ECLI:NL:RBROT:2021:5920
Rechtbank Rotterdam
- Wraking
- A. Verweij
- A. Buizer
- M.G.L. de Vette
- Rechtspraak.nl
Niet-ontvankelijkheid van het wrakingsverzoek wegens te late indiening
In deze zaak heeft de Rechtbank Rotterdam op 11 juni 2021 uitspraak gedaan over een wrakingsverzoek van een verzoeker tegen mr. C. van Steenderen-Koornneef, senior rechter in de rechtbank Rotterdam.
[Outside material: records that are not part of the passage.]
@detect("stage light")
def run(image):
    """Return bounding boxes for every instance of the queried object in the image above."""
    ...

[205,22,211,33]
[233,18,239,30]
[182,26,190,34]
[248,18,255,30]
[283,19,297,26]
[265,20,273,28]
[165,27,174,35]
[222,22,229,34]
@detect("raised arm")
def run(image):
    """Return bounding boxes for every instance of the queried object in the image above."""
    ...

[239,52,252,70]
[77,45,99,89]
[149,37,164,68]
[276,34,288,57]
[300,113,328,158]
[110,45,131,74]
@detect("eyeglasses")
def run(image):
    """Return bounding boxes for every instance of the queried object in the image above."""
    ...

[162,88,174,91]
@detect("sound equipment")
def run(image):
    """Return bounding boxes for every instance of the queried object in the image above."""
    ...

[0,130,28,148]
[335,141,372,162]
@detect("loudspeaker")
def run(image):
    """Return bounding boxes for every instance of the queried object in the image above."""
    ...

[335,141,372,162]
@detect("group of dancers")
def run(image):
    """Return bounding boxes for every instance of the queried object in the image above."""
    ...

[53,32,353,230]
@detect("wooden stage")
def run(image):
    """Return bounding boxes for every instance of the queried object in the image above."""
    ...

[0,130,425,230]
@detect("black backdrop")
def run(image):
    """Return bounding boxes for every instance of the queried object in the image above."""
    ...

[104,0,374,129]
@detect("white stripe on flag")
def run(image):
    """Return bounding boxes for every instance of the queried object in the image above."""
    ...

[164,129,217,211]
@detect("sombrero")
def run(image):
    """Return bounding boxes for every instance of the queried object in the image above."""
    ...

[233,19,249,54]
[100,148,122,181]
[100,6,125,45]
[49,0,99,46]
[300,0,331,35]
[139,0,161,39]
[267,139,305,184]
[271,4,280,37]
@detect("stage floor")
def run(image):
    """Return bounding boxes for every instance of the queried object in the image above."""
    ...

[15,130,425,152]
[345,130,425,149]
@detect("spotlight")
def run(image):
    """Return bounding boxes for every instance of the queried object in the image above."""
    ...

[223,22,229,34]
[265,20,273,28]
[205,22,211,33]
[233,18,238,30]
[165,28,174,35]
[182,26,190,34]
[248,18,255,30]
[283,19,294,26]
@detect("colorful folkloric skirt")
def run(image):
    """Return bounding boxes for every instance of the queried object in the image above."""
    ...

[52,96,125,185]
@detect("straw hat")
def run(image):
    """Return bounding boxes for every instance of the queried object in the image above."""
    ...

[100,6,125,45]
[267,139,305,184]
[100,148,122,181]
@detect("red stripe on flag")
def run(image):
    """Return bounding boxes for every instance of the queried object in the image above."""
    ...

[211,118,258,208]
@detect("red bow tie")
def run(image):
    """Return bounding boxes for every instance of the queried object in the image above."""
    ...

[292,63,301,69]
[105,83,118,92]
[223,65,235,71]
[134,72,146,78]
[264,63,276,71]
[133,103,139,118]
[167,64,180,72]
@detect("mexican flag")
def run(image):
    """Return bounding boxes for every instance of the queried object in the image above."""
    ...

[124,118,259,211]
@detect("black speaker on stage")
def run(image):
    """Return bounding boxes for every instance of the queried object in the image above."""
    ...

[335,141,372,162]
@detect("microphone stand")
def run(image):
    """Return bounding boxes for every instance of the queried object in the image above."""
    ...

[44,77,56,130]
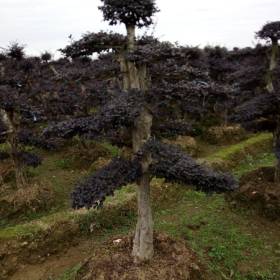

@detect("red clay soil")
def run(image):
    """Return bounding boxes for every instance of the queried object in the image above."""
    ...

[74,231,212,280]
[231,167,280,221]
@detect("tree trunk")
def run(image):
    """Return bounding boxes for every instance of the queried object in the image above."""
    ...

[0,109,27,188]
[124,25,154,263]
[0,62,5,76]
[274,119,280,183]
[132,108,154,263]
[265,39,279,92]
[220,108,227,127]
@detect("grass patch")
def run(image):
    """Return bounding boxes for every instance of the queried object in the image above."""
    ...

[27,168,39,177]
[207,134,273,159]
[101,142,118,156]
[231,153,276,178]
[56,263,82,280]
[56,158,74,168]
[154,185,280,280]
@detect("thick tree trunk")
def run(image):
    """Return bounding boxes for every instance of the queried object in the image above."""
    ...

[132,108,154,263]
[0,62,5,76]
[220,108,227,127]
[274,119,280,183]
[216,104,228,127]
[266,39,279,92]
[0,109,27,188]
[122,25,154,263]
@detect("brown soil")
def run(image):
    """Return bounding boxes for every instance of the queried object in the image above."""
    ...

[163,136,202,156]
[7,238,93,280]
[0,178,54,219]
[75,231,210,280]
[202,125,248,145]
[0,159,15,186]
[0,221,78,280]
[231,167,280,221]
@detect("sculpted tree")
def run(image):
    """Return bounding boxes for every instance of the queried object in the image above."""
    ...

[46,0,237,262]
[256,21,280,92]
[0,43,84,188]
[229,21,280,182]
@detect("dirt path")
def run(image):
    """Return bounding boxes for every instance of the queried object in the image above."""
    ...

[8,238,94,280]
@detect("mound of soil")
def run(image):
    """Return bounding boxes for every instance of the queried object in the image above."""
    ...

[0,221,78,280]
[202,125,248,145]
[163,136,201,156]
[0,179,54,218]
[231,167,280,220]
[75,231,210,280]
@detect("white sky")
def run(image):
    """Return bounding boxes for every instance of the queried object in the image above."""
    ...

[0,0,280,58]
Het wrakingsverzoek was gebaseerd op uitlatingen en gedragingen van de rechter tijdens een zitting op 20 april 2021, waarbij de verzoeker aanwezig was. Het verzoek om wraking werd echter pas op 10 mei 2021 ingediend, wat volgens de wrakingskamer te laat was. De wrakingskamer oordeelde dat het verzoek niet tijdig was gedaan, zoals vereist door artikel 37 lid 1 van het Wetboek van Burgerlijke Rechtsvordering. De verzoeker had de feiten en omstandigheden waarop het verzoek was gegrond al op de zitting van 20 april 2021 kunnen kennen, en de termijn voor het indienen van het verzoek was ruimschoots overschreden. De verzoeker had aangevoerd dat hij tijd nodig had om na te denken over de situatie en het proces-verbaal van de zitting had opgevraagd, maar de wrakingskamer oordeelde dat dit niet voldoende was om de vertraging te rechtvaardigen. Uiteindelijk werd het verzoek tot wraking niet-ontvankelijk verklaard.